Additional conversation has convinced me that 1x is the only choice for Windows and Brp7/meerKat.
...
Maybe I'm off track again.
My results (rounded up more or less) for running tasks only on one Titan V are:
1 task 420 sec
2 tasks 330 sec
3 tasks 320 sec | more or less
4 tasks 320 sec | the same time
So what am I missing out on ?
sfv
You maybe missing out on nothing.
If those numbers hold up on your Windows/Titan V machines, go with them. 4x would calculate out to be about 3.5M Rac / gpu. Since this is an outlier, I am going to guess that your numbers will get worse.
It looks like you may be running two 3 Titan V boxes. If that is true. I would just let them "bang heads" and see which Operating system comes out on top?
I am currently claiming that the new Windows (beta) O3AS running at 2x is likely the top RAC generator for Windows-based Nvidia machines.
And if you are running MPS under Linux, with the optimized O3AS then 2x is the top RAC generator.

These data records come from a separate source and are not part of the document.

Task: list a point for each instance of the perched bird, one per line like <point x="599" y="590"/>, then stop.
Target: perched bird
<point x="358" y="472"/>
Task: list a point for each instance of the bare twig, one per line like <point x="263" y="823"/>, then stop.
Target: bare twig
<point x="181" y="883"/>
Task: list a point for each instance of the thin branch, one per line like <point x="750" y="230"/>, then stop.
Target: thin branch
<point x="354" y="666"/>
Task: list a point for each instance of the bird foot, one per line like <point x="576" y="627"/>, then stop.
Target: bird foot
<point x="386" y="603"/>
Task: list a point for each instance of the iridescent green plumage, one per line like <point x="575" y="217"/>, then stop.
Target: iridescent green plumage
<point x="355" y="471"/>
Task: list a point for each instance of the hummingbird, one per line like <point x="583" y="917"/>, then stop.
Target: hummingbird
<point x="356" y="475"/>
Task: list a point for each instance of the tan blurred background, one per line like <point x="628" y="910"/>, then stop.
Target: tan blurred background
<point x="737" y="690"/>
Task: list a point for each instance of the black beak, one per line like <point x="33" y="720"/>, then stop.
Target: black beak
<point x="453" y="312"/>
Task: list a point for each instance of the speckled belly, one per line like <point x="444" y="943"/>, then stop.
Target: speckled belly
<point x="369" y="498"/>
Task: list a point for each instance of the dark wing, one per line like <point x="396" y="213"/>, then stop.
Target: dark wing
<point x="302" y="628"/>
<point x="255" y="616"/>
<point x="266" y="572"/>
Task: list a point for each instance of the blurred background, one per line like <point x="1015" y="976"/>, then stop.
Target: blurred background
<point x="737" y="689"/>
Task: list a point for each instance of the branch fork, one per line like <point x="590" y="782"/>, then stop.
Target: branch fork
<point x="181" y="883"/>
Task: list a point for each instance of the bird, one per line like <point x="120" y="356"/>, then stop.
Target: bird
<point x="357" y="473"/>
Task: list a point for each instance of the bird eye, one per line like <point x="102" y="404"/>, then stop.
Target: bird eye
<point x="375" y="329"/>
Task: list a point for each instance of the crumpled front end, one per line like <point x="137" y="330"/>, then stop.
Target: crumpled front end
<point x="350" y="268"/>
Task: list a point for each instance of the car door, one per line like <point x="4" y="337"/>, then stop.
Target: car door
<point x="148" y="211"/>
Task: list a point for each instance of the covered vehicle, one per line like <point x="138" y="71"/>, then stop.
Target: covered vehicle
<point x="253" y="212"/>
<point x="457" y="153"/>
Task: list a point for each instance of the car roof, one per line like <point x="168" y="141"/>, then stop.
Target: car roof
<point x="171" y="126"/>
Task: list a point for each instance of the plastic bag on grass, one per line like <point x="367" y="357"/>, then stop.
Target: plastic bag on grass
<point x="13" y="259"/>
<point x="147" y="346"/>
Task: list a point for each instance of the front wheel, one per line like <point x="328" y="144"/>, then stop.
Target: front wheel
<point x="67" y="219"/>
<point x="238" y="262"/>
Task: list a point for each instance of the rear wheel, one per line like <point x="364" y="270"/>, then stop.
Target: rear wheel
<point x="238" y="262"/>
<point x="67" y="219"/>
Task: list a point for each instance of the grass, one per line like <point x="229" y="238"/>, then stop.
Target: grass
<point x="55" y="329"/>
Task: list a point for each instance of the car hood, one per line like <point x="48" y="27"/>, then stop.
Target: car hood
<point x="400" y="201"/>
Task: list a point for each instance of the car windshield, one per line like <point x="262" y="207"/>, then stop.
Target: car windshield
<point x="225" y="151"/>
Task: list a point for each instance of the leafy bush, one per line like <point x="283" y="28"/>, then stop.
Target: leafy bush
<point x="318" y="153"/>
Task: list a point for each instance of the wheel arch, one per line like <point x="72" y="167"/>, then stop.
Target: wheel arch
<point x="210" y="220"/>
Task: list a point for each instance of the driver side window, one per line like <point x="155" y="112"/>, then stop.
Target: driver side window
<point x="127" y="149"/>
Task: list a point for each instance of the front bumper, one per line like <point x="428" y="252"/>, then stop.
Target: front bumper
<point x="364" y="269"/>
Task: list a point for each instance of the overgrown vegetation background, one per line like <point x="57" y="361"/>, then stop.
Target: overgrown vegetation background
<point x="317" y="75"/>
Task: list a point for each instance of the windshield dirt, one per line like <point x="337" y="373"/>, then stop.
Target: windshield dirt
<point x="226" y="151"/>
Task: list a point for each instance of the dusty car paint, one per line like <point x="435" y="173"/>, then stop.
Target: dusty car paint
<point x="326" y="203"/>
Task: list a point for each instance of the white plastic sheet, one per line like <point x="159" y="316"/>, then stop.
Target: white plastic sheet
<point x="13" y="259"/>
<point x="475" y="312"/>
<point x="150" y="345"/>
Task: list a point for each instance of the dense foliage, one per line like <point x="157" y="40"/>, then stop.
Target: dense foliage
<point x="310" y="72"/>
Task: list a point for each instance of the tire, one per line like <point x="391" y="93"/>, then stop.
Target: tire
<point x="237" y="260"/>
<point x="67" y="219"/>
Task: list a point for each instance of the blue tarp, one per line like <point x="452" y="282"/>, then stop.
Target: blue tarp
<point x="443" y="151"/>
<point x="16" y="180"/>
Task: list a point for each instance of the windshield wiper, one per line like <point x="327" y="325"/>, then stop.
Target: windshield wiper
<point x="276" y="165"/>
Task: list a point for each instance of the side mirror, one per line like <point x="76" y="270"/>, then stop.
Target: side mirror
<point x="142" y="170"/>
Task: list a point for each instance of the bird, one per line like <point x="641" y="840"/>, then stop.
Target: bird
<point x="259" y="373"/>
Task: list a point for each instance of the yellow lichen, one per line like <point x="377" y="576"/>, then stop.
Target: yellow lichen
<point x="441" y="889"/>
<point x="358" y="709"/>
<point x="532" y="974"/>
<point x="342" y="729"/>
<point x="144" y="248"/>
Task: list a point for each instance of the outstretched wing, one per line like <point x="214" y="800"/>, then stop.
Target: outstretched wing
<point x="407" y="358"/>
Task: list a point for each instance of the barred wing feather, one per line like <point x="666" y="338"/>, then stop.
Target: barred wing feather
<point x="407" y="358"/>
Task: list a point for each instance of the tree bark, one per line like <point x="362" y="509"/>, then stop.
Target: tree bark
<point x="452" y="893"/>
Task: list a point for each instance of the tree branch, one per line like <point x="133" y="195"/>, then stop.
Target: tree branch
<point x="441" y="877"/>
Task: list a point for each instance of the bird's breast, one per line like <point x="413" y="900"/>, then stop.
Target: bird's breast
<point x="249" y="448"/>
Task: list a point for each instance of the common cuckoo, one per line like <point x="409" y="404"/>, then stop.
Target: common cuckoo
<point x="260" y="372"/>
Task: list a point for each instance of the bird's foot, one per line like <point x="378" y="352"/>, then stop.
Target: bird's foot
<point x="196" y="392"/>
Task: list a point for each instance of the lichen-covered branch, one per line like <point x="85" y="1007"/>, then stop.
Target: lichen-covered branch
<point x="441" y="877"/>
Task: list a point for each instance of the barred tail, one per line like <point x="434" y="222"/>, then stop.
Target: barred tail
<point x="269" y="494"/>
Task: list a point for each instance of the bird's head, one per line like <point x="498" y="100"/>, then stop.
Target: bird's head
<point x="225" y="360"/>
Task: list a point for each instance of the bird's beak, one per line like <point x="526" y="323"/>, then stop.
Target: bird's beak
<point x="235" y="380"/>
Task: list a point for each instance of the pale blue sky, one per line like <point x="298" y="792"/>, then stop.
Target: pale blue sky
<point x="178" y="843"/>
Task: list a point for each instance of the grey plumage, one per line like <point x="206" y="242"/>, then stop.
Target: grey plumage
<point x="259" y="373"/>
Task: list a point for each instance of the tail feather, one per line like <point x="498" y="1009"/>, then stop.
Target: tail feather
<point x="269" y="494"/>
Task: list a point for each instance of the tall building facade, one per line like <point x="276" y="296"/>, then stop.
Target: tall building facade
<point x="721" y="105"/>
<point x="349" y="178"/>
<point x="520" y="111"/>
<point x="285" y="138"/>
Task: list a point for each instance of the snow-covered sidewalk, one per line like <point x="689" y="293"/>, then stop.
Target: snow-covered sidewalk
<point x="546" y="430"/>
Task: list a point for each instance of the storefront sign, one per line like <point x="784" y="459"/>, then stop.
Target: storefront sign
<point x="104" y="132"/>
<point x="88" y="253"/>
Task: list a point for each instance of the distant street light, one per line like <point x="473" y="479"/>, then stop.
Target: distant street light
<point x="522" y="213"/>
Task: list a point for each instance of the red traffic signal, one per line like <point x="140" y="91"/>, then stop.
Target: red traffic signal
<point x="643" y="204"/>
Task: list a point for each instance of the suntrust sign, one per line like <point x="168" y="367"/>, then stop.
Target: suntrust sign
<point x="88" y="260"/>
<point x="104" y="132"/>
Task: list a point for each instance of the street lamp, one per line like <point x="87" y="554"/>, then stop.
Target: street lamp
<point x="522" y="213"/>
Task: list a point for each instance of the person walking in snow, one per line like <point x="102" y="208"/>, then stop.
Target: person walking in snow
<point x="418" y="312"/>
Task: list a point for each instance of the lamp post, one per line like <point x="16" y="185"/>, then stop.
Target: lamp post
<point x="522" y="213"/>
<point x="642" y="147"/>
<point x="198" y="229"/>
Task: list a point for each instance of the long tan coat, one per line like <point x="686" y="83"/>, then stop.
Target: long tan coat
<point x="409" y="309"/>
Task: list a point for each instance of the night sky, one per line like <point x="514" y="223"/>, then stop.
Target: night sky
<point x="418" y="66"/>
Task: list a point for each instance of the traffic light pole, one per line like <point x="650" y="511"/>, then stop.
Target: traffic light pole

I don't have any data for high end Radeon gpus under Windows. Only my dinky iGpu Radeon.
Respectfully,
A Proud member of the O.F.A. (Old Farts Association).
Here're links to screenshots of HWiINFO GPU data running BRP7 single and double for about half an hour each, doubles were staggered at about 50%. BRP7 2x, BRP7 1x
I got a big enough sample size of O3AS running doubles (started out staggered at about 50%). The average of almost 60 tasks is 1525 sec/task. That's .2% slower than the fastest single task I have (1522 sec) and 15.7% faster than the slowest (1809 sec). So on average it seems to be ~8.5% faster time per task running doubles with this new version of O3AS tasks.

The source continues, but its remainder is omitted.